This is a guest post from Laura K. Curtis. Laura gave up a life writing dry academic papers for writing decidedly less dry short crime stories and novel-length romantic suspense and contemporary romance. A member of RWA, MWA, ITW, and Sisters in Crime, she has trouble settling into one genre. In 2015 alone, she has two romantic suspense novels—Echoes and Mind Games—from Penguin, a self-published contemporary in her “Goody’s Goodies” series about women who sell adult toys, and a short Gothic piece in Protectors 2: Heroes, an anthology to benefit PROTECT.org. Follow her on Twitter @laurakcurtis.
Romantic suspense is an odd hybrid. All the suspense of a thriller with the emotional punch of romance. The plot-driven thriller all mixed up with the character-driven romance. On their face, the two go together like…chocolate and garlic. Did you just make a face? I know I did. The keys to a delicious romantic suspense, as anyone who’s ever made roasted garlic truffles can tell you, are proportion and timing.
Despite what you may have heard elsewhere, there’s no formula to writing a romance of any kind, let alone a romantic suspense. No manual out there tells authors “the first kiss is by page thirty, first sex scene two-thirds of the way through.” We muddle through on our own, and every author has her own approach. Sometimes, the approach even differs book to book for the same author.

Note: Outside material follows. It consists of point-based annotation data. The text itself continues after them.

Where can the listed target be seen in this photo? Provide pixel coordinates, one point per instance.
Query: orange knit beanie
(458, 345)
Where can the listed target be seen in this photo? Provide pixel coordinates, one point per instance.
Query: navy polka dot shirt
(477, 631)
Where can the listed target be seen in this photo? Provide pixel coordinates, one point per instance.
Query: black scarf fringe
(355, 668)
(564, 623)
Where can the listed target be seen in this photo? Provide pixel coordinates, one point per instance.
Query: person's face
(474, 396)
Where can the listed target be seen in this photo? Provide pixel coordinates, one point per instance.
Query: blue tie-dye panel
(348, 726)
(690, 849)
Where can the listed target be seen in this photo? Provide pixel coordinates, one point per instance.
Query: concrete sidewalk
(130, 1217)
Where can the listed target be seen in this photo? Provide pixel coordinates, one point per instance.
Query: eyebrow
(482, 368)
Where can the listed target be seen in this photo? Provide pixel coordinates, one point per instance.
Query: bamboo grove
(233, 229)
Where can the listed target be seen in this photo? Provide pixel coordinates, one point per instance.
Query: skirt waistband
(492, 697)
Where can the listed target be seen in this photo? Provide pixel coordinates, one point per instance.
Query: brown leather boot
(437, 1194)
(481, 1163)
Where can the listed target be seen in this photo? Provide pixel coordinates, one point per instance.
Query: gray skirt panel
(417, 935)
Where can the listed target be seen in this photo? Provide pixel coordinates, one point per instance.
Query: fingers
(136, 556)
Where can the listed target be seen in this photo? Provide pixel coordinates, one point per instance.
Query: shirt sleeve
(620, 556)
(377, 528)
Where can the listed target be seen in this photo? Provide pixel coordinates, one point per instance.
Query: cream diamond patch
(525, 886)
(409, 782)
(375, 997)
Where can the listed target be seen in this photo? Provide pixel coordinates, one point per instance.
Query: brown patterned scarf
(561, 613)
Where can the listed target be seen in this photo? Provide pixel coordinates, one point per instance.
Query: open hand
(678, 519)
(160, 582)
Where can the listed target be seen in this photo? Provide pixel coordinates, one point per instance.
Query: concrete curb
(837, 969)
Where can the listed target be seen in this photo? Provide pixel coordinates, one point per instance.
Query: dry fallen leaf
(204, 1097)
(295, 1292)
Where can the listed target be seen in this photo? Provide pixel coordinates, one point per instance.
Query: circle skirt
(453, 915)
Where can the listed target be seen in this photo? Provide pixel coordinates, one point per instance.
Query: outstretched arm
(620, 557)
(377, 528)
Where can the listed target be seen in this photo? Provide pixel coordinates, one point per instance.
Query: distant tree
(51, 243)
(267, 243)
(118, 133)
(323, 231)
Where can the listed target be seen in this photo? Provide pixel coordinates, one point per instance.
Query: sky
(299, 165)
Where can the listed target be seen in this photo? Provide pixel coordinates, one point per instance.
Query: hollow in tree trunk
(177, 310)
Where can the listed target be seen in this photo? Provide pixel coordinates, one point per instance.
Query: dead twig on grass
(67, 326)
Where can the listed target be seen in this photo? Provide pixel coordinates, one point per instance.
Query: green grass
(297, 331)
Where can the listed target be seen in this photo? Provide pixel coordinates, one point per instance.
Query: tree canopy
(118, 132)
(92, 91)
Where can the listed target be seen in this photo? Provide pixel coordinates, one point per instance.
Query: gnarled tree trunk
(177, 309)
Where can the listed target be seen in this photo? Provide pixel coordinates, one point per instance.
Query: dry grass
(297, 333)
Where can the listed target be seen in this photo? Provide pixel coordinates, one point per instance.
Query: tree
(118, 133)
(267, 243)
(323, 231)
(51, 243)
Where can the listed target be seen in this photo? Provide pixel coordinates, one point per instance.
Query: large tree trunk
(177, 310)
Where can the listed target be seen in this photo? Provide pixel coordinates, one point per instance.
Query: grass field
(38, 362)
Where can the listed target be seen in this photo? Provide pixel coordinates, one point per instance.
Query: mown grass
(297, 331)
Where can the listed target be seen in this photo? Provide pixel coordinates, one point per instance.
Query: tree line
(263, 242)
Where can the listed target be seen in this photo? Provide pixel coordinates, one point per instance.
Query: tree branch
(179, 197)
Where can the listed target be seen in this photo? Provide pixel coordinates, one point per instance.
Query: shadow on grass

And sex and romance are not the same thing—just because two characters stop for a quickie on the side of the road when their getaway vehicle has broken down doesn’t mean they’ve developed a lasting emotional bond. Sexy thrillers are one thing; romantic suspense is another.
Here’s the basic division of ingredients for a sweet and savory romantic suspense: how a romance develops depends on the characters; when it develops depends on the plot. In some cases, the protagonists come to an author first. Their relationship, their personalities, their internal conflict. But in others, the setup—a world about to be destroyed by a lunatic with a bioweapon, a serial killer stalking blonde women through Chicago—calls the author, and the external conflict is then populated with the appropriate characters to drive it forward.
Romantic suspense that takes the “end of the world” road doesn’t leave much time for the protagonists to develop a romance. High-key action is fantastic for personal heroism, not so great for love. In this type of plot, sex frequently comes before deep emotion. It is desire (often with a healthy dose of adrenaline), not affection, that causes the protagonists to seek out time alone, and they get to know and care for one another partially as a result of taking that time.
On the other hand, in romantic suspense of the more personal type (the stalking serial killer, for example), the pacing is frequently slower. A relationship between characters who are working together in enforced proximity where there is a great deal of “downtime” can develop more slowly, in a more traditionally romantic vein.
And lastly there is the “reunion romance.” Action movies depend almost exclusively on this so that they don’t have to worry about developing romance. In the reunion romance, the characters have known each other in the past and at least one has always loved the other. Think, for example, of Die Hard. An out and out thriller, it’s also a favorite of romance fans and contains arguably one of the most romantic lines in any movie: “She’s heard me say ‘I love you’ a thousand times. She’s never heard me say I’m sorry.”
In Die Hard you had an example of two people in love who just needed to remember that love. In the original Terminator, James Cameron worked with the trope of the hero who’s been in love with the heroine forever. (Pretty much literally, since he comes from the future.) That particular plot conflates the end of the heroine’s life with the end of the world. If she dies, so does everyone else. It’s hugely effective, but doesn’t leave much time for romance. And she needs a romance. Without the romance, the world ends. Allowing the hero to have heard about her, fallen in love with her long before meeting her, gives him some latitude.
As with most books, there’s no “one right way” to do romantic suspense. Pick up a book by Carolyn Crane and your experience will be totally different than if you pick up one by Laura Griffin. But either way, you’ll get thrills, chills, and sweet, sweet love.